Talking about learning, I had a lady try to convince me the other night at a work function that pukekos kill and eat baby ducklings. If anyone can shed some light on that I am keen to hear whether this is valid. .

I have just checked my bait after the missed run only to find that the hook has been chewed off, possibly a shark or maybe a decent snapper, as they do have very powerful jaws and sharp teeth.

There are two schools of thought around leader thickness, some use light line as it will slip between the snapper's teeth while others use heavy line to withstand the crashing effect. Try them both and see which you prefer.

Bother, I just lost a nice snapper just below the boat, the hook pulled out of its mouth. There was still half a pilchard left as well, which shows they are feeding very tentatively. The fish must be just mouthing the bait and not swallowing them whole as they normally would.

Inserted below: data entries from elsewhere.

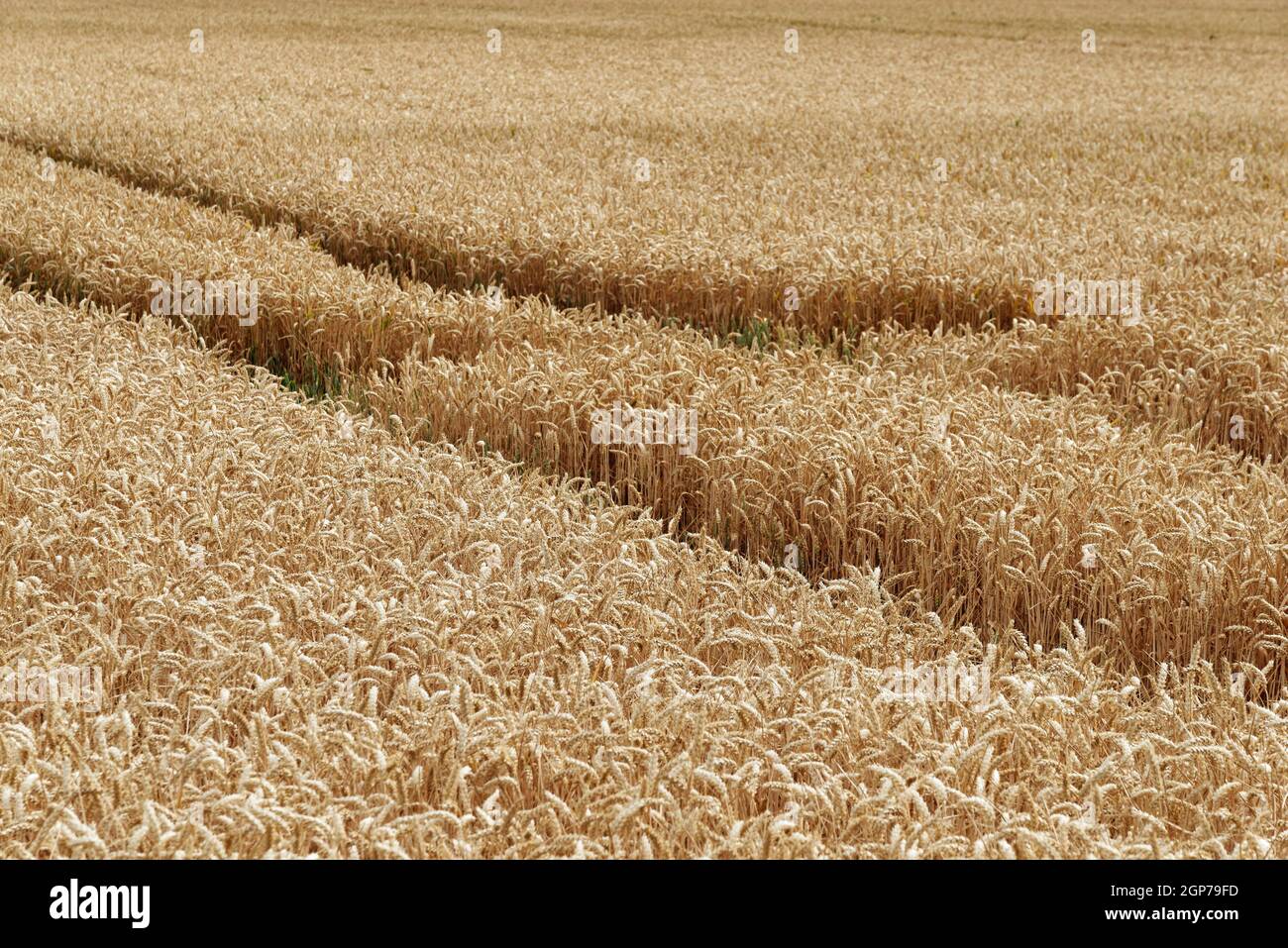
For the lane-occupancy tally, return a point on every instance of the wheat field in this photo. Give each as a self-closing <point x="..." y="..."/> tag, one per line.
<point x="638" y="430"/>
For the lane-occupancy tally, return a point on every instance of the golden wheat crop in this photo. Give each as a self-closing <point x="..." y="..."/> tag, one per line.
<point x="765" y="170"/>
<point x="316" y="640"/>
<point x="430" y="612"/>
<point x="957" y="492"/>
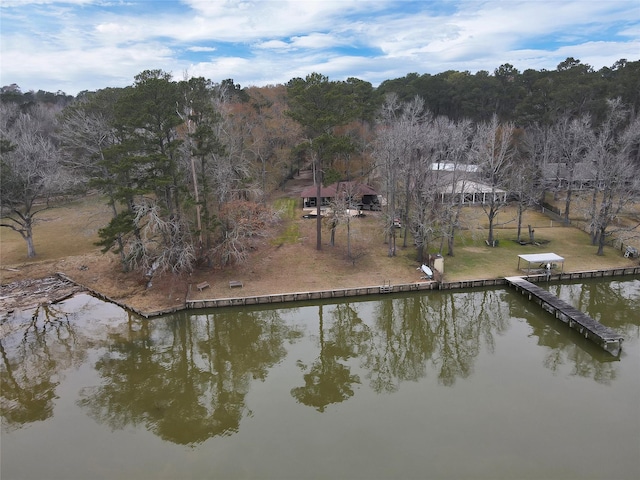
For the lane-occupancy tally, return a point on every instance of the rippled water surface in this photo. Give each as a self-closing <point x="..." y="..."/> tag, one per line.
<point x="461" y="384"/>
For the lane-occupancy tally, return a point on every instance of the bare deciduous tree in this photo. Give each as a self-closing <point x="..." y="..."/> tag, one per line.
<point x="618" y="175"/>
<point x="494" y="152"/>
<point x="31" y="172"/>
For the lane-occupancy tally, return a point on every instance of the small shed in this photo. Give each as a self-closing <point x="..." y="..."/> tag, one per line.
<point x="540" y="260"/>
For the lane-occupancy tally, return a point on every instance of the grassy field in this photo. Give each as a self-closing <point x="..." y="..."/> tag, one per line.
<point x="71" y="230"/>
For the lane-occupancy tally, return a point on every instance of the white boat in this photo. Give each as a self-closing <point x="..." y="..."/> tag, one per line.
<point x="428" y="273"/>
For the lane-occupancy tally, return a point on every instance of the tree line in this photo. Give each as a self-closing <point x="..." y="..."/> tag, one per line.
<point x="187" y="166"/>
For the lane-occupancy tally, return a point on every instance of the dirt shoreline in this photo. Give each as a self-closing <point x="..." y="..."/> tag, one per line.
<point x="171" y="295"/>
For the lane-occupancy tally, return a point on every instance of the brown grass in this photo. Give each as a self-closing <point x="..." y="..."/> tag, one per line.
<point x="289" y="261"/>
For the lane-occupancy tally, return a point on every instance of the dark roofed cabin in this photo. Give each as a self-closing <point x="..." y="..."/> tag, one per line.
<point x="362" y="196"/>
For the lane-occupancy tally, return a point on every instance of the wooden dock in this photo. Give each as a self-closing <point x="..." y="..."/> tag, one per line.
<point x="580" y="321"/>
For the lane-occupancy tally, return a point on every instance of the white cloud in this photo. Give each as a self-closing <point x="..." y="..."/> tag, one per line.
<point x="77" y="45"/>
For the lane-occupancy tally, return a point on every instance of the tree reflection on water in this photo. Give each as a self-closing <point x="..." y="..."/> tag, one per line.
<point x="186" y="377"/>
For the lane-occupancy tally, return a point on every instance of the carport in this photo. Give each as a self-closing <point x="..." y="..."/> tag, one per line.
<point x="541" y="260"/>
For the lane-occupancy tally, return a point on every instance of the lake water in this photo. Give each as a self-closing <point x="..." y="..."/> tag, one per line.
<point x="474" y="384"/>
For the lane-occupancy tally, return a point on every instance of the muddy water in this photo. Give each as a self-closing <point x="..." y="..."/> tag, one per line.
<point x="468" y="384"/>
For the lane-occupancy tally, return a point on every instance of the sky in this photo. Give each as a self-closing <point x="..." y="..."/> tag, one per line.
<point x="78" y="45"/>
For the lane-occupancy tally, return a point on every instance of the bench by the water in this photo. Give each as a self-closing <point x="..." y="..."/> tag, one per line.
<point x="580" y="321"/>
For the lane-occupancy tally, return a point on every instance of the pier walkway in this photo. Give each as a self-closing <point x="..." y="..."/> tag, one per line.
<point x="580" y="321"/>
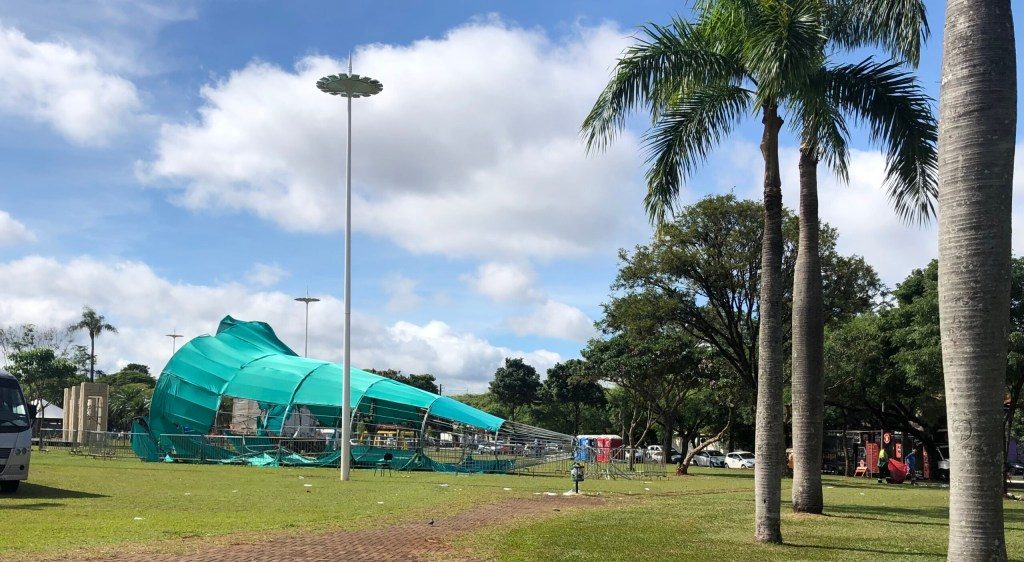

The wind has got up quite strong now so it might be time to call it a night. The time is now 9.59pm and should be about high tide, so hopefully the tide will have turned by the time I get closer to Havelock and the sea will be going out with the wind. Maybe I won't get as wet as I'm anticipating from the spray being blown into the boat. Ah well, at least I have my wet weather gear with me just in case; might be time to put it on in readiness.

As you would have guessed, by now I made it back safe and well, albeit a bit wet and I think one kidney may have been dislodged from bouncing off a couple of waves.

Would I have gone had I known the weather conditions from home?

Probably not, but then again, if you don't try, you don't get.